Swing and Swish: Kobe Bryant begins his farewell tour

Sports Editor Mike Moxley discusses current events and issues in basketball and golf. Reading this column will keep you caught up with your favorite teams and players.


In 1996, the 17-year-old Kobe Bryant began his NBA career. “I have decided to skip college and take my talents to the uhh….I have decided to take my talents to the NBA,” Bryant said in a press conference held by ESPN. Bryant paused in the middle of the announcement, because he made a bet with his teammates from high school to do the pause.

During his highschool years at Lower Merion High School, Bryant scored over 2800 points and was a McDonald’s All American. He was the thirteenth overall pick in the 1996 draft by the Charlotte Hornets. Immediately after, Bryant was traded to the Los Angeles Lakers.

Bryant has had a highly decorated career. Five championships, a league MVP, 17 all-star appearances, and over 33,000 points. He is still, to this day, the youngest to ever win the NBA Slam Dunk Contest at the age of 18 in 1997.

However, Bryant struggled his first few years in the league, coming off the bench. It wasn’t until head coach Phil Jackson came to town, that he began to showcase his talents. Jackson had won six championships prior with Chicago Bulls star Michael Jordan and had the key to success, the Triangle Offense. Implementing this offense with Bryant and the newly acquired Shaquille O’Neal, the Lakers went on to three peat from 2000-2002.

After and even during the three peat O’Neal and Bryant struggled to get along. It got to the point where enough was enough. O’Neal; was traded to the Miami Heat and Bryant remained the face of the Lakers.

In 2006, Bryant scored a historic 81 points against the Toronto Raptors.  It was the second highest scoring performance in league history, behind Wilt Chamberlain, who scored 100 in 1962. That same season, Bryant would become, at the time, the youngest player to reach 20,000 points in his career at the age of 29 and 122 days.  

From 2008 to 2010 Bryant led the Lakers to the NBA Finals each year. In 2008 they fell to the Boston Celtics 2-4 in the series.
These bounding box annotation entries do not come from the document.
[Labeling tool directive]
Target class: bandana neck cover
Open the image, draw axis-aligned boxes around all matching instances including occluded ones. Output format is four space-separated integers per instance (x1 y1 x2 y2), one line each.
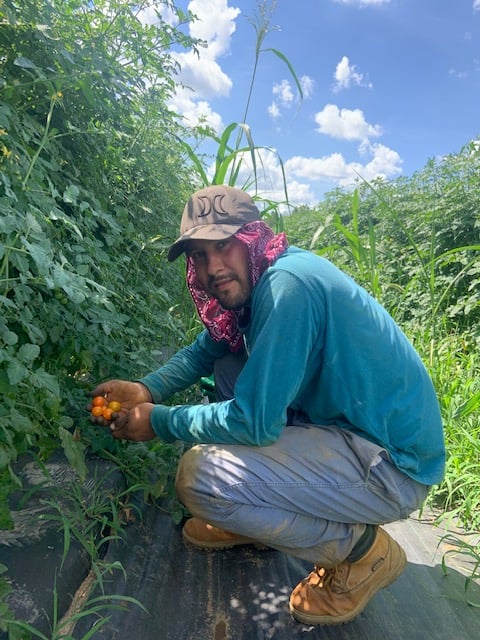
187 220 288 351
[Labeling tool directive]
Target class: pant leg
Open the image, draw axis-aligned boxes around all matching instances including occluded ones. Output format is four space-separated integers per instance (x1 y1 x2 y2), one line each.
176 425 428 567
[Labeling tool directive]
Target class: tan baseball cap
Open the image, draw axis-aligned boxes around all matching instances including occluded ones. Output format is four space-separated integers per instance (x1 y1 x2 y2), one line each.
167 185 260 262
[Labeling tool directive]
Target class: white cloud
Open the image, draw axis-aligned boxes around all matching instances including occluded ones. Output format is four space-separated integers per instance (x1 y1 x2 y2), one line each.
334 0 392 7
333 56 372 93
267 102 280 120
175 51 232 99
300 74 316 100
272 80 294 107
267 76 314 119
169 88 224 133
188 0 240 59
315 104 383 140
285 144 402 186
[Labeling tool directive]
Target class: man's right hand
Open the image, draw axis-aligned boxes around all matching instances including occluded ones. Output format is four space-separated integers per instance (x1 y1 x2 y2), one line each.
90 380 152 409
Bryant led the Lakers to back-to-back championships against the Orlando Magic in 2009 and Celtics in 2010. It was during this run that he was dubbed the nickname “Black Mamba.” This nickname was given to him due to his quickness and his ability to come at you in a plethora of ways.
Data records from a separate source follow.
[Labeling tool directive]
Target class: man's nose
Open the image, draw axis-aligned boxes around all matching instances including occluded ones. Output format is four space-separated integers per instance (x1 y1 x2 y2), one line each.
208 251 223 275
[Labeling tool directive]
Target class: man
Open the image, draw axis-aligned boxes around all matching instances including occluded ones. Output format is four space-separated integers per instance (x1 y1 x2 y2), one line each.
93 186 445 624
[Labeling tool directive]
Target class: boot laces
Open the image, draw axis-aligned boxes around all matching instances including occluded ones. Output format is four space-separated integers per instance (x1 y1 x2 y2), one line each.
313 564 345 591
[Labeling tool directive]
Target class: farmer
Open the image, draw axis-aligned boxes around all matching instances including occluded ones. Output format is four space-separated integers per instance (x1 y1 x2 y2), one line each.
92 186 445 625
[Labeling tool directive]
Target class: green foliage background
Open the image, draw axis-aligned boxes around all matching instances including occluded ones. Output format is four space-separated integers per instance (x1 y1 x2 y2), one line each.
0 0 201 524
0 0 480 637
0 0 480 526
Since the fifth championship the Lakers have struggled tremendously. Bryant injured his achilles during game 80 in the 2013-14 regular season, just two games away from the playoffs. The Lakers were in excellent playoff position, but it turned out to be a “what if” season.

The next couple of seasons were injury plagued. After his achilles, it was his knee. Then after the knee, he tore his labrum and sat out the majority of the 2014-15 season.

He finally returned to action this year and has yet to return to “Kobe” form. He lacks explosiveness and it looks like father time is catching up to him. The Lakers have struggled with him in or out of the lineup, but reporters began to hint that Bryant could be hanging it up after this year.

A few weeks after these rumors surfaced, Bryant announced his retirement at season’s end. After that announcement, every arena he has gone to for the last time pay their respects to him. The crowd is also jam-packed to see the future first ballot hall of famer in his farewell tour.

Bryant changed the game of basketball from a mental standpoint. Similar to Michael Jordan, Bryant would get in these “zones” where he was just going to come down and score. It didn’t matter if he was double-teamed, he would will the ball in the net.

He has had an illustrious career and has been called by many, a top 10 player in the history of the game. This season will be his last and Bryant is soaking up every last minute of it.

Mike Moxley is a Sports Editor for The Patriot and jcpatriot.com.